Marco e Fidel, oggi anziani ma non domi
che, per oggettive ragioni di salute si ritrovano ad uscire
gradualmente di scena. Entrambi ricevendo gli amici più cari e
continuando a dare consigli.
Pannella ricevendo l'amico di tante
battaglie Vasco Rossi e rilanciando la battaglia radicale per la
legalizzazione della cannabis, attraverso una raccolta di firme per
una proposta di legge di iniziativa popolare in tal senso; Castro
ricevendo recentemente il Presidente del Venezuela Nicolas Maduro e
criticando così le aperture del fratello Raul ad Obama.
L'Italia di oggi non è più l'Italia
degli Anni '70, ma ad ogni modo, anche se non ha vinto il radicalismo
liberalsocialista pannelliano, i costumi sono molto cambiati anche
grazie e soprattutto ai radicali di Marco Pannella.

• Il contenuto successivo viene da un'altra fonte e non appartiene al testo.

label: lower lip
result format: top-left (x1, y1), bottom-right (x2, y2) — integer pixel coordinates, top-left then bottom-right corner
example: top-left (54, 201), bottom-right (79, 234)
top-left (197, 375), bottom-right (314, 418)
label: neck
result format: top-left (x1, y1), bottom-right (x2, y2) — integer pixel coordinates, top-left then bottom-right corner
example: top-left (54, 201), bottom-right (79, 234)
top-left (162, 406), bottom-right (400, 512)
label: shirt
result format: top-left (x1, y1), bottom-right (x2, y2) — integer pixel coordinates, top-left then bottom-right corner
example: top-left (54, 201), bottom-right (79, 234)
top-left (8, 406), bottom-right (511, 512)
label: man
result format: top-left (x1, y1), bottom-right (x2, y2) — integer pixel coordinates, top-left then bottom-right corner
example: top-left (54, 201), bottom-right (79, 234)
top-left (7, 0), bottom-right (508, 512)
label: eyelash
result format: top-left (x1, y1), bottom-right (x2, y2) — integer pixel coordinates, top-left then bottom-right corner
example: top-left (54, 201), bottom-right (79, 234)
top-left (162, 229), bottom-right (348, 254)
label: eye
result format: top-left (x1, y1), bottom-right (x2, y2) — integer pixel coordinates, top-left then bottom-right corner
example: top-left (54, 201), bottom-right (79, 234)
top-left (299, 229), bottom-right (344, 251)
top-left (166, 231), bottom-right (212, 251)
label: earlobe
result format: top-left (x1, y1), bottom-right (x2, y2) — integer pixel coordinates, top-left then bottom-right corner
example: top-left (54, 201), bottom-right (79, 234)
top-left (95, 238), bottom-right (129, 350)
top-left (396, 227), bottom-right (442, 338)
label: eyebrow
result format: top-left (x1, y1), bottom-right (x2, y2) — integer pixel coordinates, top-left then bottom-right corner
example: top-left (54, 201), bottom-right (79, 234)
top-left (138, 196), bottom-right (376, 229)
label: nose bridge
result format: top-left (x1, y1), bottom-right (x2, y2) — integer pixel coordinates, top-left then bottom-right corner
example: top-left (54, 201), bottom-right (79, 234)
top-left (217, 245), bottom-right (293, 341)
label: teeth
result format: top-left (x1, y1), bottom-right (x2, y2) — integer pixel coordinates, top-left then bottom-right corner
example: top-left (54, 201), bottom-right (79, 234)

L'America Latina, anche se sta subendo
numerosi tentativi di golpe e di inversioni di marcia (osserviamo i
casi emblematici del Brasile e dell'Argentina), ha comunque oggi le
spalle ben più larghe rispetto al periodo precedente alle
Rivoluzioni Cubana di Castro e Bolivariana di Chavez ed ha conosciuto
quel Socialismo del XXI secolo che è oggi l'unico autentico esempio
di emancipazione sociale al mondo.
Rimangono così due eroi che, a 90 anni
dalla loro nascita, ci hanno lasciato una profonda eredità e dei
profondi insegnamenti: non occorre essere maggioranza – peggio
ancora se silenziosa e conformista - per vincere le battaglie e le
guerre. Si può essere anche minoranza, a patto di essere una
minoranza anticonformista e battagliera, senza mai perdere la
tenerezza, procedendo con onestà intellettuale e rinunciando ad
ogni forma di egoismo.
Cari Marco e Fidel, da voi ho imparato
moltissimo. E, credo, di non essere stato l'unico.